Here we are, the day before NaNoWriMo. Anyone else have itchy fingers? I want to write, want to outline, but I’m never sure where to start-without-starting.

So here’s my top 5 wordcount-padding strategies.

  1. Avoid hyphenation. Some word processing programs process these as one word instead of two or more. See the “start-without-starting,” above: Microsoft Word counts this as one word, not three. If this were November, and a novel, I’d have just cheated myself out of 2/3 of that wordcount!
  2. Avoid names such as Mike, Jane, Aloicious, Marmaduke. Not just because they are boring (in the case of the first two) and difficult to type (third), and reminiscent of Great Danes (fourth.) Avoid these names because they only add one word to your count. Why use Jane, when you could have Carrie Ann? Why Aloicious when Hunter Dowley is always referred to by both names?

    In addition, you might consider using characters’ titles. Take care, however: The Inestimable Charlene MacCaden, for example, might be ridiculous in the context of her present-day urban setting. In contrast, Mrs. G. Campbell has been known even to her mother as Mrs. G. Campbell ever since her wedding day, in Macon, Georgia, in 1934.

  3. Setting is an opportunity to let the words run wild. If you’ve beaten every bush, intimately describing each leaf, you’re still doing fine. You might not have a novel, but you’ll still have won if you end up with 50,000 words of setting at the end of the month – and I bet you’re better at capturing detail, using metaphor and allegory, and creating a coherent universe than you were in October. True fact: I once spent roughly 2,000 words having two characters cross a lobby. Seriously.

    In editing, much like what can happen with setting, you can pare dialogue down to the words that move the story along. Only in November – and similar zero-draft states – can you allow your characters to discuss any old thing they have on their minds.

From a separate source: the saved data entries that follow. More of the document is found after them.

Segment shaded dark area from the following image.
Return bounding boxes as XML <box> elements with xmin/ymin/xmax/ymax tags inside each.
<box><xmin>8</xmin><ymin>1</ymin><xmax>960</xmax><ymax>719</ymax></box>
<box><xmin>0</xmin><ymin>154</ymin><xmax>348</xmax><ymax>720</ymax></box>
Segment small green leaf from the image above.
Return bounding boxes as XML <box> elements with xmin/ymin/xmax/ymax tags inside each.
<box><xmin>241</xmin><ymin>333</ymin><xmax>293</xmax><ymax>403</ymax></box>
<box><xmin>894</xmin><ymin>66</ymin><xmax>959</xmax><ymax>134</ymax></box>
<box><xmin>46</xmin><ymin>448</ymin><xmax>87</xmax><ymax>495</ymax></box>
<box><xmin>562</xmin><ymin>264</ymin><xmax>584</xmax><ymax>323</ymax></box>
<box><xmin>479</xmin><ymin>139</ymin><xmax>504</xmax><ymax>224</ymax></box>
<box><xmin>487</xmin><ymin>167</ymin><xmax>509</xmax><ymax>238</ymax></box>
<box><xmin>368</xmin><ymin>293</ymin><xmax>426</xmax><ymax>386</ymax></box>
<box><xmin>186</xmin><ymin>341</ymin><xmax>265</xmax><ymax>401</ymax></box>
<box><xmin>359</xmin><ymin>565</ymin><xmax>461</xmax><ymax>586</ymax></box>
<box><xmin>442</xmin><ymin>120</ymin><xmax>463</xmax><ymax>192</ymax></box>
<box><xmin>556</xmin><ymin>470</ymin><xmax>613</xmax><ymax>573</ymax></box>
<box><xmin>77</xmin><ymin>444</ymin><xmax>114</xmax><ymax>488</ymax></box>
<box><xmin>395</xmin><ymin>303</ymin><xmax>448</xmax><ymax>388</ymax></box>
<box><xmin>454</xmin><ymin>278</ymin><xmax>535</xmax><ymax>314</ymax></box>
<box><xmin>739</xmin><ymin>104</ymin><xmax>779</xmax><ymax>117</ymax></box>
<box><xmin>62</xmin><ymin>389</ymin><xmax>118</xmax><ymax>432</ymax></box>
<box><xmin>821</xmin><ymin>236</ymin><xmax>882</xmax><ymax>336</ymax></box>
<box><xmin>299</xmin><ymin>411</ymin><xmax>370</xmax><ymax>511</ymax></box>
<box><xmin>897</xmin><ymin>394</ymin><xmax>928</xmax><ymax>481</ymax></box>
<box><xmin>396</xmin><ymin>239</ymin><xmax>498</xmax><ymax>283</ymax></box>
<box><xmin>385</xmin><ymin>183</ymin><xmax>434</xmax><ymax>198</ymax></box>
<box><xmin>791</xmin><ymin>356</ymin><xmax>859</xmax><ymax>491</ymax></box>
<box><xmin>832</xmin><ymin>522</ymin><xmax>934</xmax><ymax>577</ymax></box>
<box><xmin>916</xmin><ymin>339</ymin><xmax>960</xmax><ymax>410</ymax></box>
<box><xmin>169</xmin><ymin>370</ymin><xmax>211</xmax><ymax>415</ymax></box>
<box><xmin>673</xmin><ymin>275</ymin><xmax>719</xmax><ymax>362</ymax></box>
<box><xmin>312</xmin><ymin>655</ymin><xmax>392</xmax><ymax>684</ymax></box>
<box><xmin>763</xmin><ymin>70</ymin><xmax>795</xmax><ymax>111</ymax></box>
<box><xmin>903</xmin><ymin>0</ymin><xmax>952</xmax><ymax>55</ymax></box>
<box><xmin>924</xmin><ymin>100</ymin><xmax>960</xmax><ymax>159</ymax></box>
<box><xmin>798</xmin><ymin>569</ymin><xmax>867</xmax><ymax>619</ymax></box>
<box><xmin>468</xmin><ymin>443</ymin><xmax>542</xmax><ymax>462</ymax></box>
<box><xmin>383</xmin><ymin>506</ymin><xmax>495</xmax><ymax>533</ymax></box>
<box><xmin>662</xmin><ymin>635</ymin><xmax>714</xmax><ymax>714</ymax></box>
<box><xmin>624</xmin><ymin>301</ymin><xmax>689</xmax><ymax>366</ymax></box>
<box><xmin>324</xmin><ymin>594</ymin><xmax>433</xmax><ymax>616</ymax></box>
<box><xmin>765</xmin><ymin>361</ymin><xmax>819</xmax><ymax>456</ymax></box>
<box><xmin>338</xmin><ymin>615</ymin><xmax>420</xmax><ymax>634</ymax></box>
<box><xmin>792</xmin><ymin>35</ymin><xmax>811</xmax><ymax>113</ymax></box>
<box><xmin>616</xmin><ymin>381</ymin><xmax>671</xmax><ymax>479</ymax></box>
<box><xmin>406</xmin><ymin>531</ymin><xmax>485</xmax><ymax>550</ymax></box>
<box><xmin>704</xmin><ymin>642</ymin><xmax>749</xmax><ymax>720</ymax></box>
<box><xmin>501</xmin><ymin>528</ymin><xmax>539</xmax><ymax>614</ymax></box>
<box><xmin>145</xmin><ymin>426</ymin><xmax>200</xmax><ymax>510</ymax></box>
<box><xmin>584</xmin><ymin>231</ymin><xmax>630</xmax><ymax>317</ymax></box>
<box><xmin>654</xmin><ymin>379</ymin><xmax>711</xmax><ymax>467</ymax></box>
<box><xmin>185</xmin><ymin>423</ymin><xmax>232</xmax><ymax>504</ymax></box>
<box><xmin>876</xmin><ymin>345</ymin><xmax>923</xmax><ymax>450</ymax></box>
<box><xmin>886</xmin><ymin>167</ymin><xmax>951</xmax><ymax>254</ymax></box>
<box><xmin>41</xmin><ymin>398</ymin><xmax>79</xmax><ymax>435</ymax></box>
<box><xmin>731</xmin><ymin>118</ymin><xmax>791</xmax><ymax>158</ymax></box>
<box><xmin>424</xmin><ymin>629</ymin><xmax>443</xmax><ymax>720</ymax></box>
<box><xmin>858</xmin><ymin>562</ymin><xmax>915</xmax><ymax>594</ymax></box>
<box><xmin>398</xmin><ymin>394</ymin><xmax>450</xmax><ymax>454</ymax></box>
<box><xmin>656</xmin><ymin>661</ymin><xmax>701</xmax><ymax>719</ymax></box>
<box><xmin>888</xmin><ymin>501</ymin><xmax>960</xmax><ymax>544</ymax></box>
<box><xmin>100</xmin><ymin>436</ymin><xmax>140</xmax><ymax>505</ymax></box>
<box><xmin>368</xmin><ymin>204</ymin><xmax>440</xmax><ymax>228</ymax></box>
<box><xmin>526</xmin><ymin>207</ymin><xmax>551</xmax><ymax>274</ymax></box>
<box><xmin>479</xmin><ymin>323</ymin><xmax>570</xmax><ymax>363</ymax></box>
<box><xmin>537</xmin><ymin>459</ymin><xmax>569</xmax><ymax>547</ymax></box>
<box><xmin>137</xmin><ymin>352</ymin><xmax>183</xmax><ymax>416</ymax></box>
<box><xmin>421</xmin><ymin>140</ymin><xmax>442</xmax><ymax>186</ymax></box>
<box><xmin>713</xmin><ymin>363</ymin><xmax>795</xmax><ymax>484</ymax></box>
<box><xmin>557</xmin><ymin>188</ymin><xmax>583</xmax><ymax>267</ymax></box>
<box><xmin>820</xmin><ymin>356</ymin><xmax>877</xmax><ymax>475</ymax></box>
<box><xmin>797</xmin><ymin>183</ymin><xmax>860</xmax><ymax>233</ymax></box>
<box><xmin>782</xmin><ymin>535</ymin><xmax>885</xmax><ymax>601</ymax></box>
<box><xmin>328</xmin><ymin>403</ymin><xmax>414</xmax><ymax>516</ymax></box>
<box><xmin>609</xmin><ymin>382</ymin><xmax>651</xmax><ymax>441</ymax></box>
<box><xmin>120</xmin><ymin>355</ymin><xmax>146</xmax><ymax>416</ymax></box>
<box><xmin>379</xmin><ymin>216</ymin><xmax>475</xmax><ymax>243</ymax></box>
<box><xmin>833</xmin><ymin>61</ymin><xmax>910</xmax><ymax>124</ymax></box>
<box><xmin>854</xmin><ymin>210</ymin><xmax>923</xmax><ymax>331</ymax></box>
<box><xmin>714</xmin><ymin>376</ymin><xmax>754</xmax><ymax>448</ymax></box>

  4. If you are a planner, you have an outline or notecards or some other means of milestoning your path through the novel, and each piece of dialogue already has a purpose. Great – but if they are having a hard time getting to the point, use the time – and the words! – to explore their own voices. Let them say it wrong, and then take it back. Let them get confused and start over again. That happens all the time in “real world” conversations, and there’s no reason your characters are any better conversers than you are.
  5. Don’t stop writing. This is a “duh,” but it’s also the real truth of the NaNoWriMo experience. Here are some solutions:
    1. Can’t get a chapter to come to a graceful conclusion? Write “And then the author said, ‘On to the next chapter!'” Start the new chapter.
    2. Boring novel? Nobody expects an earthquake. Nor do they expect a tax audit.
    3. Want to be writing something different? That’s the stuff dream-sequences are made of.
    4. Stuck yourself with a solution that doesn’t work? Write what should have happened in chapter 5, with the heading of, “Here’s what should have happened in chapter 5.”

If you’re noveling this month, whether it’s your first-ever, your once-a-year, or your daily job, I send my best wishes for your savory, juicy, sweet, delicate, precise, and/or savage prose.

Did I neglect to mention long lists of adjectives?